If someone orders a $500 bottle of wine, they probably expect it to taste quite good. It’s those very expectations that might factor into their opinion of how it tastes--researchers have found that people rate more expensive wines as being more enjoyable.

Knowing that studies have suggested the perceived quality of a product and its price may have a positive correlation, researchers from CalTech and Stanford decided to specifically explore this phenomenon with wine. To do so, they recruited 20 participants to taste different priced wines. That might not have been entirely as fun as it sounds--since they also wanted to know what sort of neural mechanisms were involved in the process, the researchers did a functional MRI while the subjects consumed the wine. This meant the participants had to lie still throughout process and and use computerized pumps to sample the wine.

Although the participants were told they were tasting five different types of Cabernet Sauvignon, they were actually only trying three different types. The researchers administered the samples, giving the subjects a $5 bottle of wine and telling them the actual price, then giving it again but saying it was $45. They did the same with a $90 bottle of wine, telling its real price and then saying it was from a $10 bottle. Then, a third bottle that was $35 was given, using its actual price.   
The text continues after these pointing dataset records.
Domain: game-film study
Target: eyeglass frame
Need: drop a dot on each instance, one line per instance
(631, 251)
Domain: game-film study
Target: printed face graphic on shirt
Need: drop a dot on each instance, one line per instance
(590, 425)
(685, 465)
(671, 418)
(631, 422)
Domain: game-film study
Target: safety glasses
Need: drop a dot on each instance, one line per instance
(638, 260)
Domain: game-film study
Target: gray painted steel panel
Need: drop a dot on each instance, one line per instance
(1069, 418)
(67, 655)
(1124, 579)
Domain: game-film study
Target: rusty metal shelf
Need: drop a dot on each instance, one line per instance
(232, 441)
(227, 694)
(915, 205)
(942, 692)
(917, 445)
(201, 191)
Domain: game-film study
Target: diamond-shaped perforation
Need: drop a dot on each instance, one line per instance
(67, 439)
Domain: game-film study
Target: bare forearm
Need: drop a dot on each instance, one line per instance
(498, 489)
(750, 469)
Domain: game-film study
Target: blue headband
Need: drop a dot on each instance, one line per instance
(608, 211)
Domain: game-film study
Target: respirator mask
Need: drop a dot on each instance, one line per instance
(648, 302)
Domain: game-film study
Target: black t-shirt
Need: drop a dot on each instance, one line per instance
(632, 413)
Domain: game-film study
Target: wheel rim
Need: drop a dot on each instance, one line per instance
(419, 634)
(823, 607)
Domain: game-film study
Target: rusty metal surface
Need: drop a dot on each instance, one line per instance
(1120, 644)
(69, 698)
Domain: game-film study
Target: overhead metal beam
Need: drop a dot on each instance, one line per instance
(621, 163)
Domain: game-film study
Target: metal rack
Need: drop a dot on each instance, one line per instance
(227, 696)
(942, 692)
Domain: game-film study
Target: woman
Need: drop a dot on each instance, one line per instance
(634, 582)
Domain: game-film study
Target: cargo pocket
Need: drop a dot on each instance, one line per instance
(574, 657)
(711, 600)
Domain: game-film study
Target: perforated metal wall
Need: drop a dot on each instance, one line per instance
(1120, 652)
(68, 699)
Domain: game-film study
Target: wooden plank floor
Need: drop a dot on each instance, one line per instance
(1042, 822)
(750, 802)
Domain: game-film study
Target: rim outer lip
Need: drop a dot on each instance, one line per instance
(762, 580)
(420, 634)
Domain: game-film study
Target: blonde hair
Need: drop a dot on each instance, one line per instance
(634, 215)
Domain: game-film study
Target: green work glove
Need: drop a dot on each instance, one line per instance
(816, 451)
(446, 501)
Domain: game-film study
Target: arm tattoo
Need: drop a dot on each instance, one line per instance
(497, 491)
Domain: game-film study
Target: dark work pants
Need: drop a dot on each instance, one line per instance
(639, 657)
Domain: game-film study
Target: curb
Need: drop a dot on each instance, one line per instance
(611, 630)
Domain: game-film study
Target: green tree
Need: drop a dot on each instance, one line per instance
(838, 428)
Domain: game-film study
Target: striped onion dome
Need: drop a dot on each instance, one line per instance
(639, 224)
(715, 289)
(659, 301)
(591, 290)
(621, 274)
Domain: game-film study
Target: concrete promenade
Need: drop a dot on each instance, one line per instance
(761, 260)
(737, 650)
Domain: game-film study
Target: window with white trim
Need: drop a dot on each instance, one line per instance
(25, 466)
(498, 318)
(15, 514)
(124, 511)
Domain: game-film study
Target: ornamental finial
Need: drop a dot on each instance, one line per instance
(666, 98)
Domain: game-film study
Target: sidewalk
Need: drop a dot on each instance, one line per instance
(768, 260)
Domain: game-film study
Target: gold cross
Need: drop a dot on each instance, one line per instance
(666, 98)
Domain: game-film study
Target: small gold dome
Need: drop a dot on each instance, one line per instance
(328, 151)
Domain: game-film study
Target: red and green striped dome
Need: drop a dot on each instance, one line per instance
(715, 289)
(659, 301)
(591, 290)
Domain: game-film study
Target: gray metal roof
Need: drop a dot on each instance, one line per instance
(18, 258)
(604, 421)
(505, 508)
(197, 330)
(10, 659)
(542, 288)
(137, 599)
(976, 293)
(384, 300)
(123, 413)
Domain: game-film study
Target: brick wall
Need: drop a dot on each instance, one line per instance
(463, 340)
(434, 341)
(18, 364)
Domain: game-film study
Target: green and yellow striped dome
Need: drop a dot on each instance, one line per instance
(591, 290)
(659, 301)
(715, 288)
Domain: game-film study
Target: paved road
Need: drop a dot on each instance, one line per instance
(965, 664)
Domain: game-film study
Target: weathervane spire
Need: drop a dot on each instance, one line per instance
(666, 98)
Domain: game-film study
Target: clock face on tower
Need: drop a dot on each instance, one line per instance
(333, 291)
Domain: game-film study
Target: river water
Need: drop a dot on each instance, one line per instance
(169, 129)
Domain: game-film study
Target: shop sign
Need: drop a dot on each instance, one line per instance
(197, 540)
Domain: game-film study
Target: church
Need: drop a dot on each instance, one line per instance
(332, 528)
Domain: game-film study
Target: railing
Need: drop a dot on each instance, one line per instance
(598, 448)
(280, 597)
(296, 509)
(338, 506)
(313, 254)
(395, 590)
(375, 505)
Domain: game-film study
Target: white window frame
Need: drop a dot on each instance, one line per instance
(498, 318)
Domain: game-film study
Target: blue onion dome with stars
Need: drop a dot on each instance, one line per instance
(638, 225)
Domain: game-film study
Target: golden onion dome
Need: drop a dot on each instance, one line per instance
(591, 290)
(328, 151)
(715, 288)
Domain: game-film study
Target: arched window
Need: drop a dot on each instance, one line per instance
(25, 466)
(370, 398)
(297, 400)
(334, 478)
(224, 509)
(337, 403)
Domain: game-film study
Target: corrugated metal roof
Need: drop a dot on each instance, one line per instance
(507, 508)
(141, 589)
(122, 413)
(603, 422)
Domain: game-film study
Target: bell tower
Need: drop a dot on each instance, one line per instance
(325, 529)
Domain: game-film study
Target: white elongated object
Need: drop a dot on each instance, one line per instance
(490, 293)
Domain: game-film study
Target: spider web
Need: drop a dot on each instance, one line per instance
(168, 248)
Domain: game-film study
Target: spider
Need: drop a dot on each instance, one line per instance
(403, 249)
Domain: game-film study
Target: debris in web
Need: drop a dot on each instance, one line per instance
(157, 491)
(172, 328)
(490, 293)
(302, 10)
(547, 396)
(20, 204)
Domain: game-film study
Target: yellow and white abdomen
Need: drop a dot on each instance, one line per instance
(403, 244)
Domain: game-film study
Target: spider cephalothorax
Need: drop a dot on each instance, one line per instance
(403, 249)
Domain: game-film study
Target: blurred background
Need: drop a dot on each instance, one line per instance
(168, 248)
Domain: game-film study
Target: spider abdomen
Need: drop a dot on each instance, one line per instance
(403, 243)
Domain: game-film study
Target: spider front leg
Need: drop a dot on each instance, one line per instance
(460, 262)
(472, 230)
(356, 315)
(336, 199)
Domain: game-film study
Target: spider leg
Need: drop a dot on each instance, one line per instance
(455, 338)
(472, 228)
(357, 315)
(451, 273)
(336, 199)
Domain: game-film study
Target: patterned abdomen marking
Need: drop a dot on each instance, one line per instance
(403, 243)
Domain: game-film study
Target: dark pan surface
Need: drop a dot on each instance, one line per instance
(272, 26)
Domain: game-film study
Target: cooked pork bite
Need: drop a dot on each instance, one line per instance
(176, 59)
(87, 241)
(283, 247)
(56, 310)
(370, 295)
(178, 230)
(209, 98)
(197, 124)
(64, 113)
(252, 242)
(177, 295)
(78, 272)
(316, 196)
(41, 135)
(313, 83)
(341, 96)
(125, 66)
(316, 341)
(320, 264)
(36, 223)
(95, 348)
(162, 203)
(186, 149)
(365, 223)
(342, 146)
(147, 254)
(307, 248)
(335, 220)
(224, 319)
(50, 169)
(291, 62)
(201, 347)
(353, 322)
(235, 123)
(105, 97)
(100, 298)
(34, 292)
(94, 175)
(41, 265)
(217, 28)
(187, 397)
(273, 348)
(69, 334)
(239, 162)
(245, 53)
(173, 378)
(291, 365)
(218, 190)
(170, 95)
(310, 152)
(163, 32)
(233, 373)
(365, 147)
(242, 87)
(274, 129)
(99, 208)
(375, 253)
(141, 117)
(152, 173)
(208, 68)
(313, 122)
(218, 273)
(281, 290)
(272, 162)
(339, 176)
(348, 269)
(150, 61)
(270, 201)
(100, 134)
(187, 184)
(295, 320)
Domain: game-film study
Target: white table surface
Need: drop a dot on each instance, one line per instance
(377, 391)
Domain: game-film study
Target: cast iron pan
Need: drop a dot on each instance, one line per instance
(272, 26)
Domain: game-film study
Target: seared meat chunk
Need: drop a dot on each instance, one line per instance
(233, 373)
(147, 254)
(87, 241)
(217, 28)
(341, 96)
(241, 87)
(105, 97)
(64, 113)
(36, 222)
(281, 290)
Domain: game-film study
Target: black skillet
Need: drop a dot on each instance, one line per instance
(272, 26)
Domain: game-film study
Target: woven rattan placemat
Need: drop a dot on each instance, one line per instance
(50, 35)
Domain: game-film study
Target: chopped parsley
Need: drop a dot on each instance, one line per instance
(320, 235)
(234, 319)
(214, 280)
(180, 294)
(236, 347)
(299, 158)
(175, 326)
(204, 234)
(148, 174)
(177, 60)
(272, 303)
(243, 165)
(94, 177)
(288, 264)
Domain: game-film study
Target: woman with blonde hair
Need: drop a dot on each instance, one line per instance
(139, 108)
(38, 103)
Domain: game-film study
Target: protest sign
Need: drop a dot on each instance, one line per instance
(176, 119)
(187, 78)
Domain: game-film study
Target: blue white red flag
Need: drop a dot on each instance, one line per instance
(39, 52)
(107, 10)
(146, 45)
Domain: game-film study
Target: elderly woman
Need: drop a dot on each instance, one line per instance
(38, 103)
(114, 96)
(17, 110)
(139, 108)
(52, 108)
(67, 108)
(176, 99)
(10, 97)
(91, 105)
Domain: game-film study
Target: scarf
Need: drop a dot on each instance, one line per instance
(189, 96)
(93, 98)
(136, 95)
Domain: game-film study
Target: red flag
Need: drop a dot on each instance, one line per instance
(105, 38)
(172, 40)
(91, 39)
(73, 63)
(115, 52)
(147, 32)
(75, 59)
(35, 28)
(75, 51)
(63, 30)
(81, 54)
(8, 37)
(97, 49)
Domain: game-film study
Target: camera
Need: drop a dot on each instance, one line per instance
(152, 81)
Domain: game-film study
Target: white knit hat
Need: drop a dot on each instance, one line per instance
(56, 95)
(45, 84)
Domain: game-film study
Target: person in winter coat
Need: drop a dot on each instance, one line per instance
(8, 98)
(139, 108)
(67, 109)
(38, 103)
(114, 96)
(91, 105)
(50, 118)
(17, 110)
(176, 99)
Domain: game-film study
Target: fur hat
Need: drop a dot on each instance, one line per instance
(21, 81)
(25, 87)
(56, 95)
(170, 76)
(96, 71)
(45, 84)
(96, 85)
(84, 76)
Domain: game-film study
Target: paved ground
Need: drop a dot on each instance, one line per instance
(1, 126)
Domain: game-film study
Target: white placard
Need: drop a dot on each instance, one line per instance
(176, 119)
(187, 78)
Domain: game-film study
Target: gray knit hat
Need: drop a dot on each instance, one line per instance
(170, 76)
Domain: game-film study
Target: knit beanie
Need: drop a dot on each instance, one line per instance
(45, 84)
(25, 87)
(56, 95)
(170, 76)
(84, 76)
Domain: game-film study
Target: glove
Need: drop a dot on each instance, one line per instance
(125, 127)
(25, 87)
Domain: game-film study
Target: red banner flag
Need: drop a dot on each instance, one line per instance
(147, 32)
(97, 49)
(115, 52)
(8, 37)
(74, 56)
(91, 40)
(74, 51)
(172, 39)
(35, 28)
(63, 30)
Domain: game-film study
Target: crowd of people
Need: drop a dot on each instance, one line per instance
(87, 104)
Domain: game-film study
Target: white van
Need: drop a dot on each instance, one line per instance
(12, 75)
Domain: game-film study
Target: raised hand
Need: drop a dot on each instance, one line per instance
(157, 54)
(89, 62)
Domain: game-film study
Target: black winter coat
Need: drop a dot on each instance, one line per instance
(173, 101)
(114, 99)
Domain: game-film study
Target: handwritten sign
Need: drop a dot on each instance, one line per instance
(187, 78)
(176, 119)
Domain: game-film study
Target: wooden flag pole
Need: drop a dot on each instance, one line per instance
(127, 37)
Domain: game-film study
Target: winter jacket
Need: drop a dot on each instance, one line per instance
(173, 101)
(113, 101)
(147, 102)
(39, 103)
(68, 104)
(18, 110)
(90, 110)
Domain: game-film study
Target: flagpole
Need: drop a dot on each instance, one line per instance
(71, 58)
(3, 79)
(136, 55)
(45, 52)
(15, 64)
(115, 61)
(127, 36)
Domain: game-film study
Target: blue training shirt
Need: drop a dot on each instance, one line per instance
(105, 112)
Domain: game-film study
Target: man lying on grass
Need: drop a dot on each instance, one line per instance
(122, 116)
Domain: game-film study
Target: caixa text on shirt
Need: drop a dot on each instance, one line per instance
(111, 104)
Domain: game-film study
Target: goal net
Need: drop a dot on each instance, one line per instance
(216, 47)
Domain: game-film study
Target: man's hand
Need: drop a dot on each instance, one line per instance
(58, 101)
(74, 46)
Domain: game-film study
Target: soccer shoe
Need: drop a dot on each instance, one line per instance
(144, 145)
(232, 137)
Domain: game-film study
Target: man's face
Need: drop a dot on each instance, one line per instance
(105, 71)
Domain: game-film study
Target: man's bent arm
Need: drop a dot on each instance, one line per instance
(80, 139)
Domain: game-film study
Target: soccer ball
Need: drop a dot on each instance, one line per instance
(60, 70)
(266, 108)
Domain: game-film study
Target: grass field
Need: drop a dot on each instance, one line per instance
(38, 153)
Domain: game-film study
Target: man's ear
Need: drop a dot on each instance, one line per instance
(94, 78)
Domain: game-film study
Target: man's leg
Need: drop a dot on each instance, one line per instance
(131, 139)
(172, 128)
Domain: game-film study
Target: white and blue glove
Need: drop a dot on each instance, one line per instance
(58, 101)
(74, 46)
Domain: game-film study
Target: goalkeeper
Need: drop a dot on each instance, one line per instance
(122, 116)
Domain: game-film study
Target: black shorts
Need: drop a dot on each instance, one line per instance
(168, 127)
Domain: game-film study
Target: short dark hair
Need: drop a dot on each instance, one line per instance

The experiment indicated that price was very influential in the participants’ preferences and wines that were believed to be more expensive were perceived to taste better. Their research also demonstrated that a specific part of the brain is involved in the processing this information. More blood and oxygen was sent to the medial orbitofrontal cortex, an area in the brain associated with encoding pleasantness, when the price of the wine was increased.

Expectations about a wine extend beyond price; according to a study published in the journal Appetite, critics’ ratings may also influence how people experience wine. To find out whether reviews could sway opinions on a wine, researchers recruited 136 people to sample a wine reviewed by wine critic Robert Parker. Parker’s olfactory senses are acclaimed; his nose is said to be insured for $1 million (or, approximately 1/7 of the amount of coverage Tom Jones’ chest hair is alleged to receive). A positive review from Parker can send a wine flying off the shelves. He gave the wine the participants sampled (a 2006 Clos de Los Siete Mendoza) very high marks, 92 out of a possible 100 points. 

Participants were randomly assigned to five groups--one that was told of Parker’s positive rating prior to tasting, one that was told it received an average rating of 72 beforehand, a control group that was given no information, and two groups that received the scores after tasting but before rating.

The participants then ranked the wine on a scale of 1-10 and also indicated the price they would pay for a bottle. The study found that information about a wine’s rating can influence people’s sensory experience--when information regarding rating was given prior to tasting, participants who were told the wine had 72 points rated the it more negatively than those who were told it had a score of 92. There was not a significant difference in the group that received the information after sampling the wine.  Knowledge of ratings before tasting also influenced the price they were willing to pay; the people who were told of the wine’s high rank prior to tasting were willing to pay the most for it.  

There are limitations and critiques of these findings but they highlight how drinking wine can mean being under the influence of more than just what’s inside the bottle.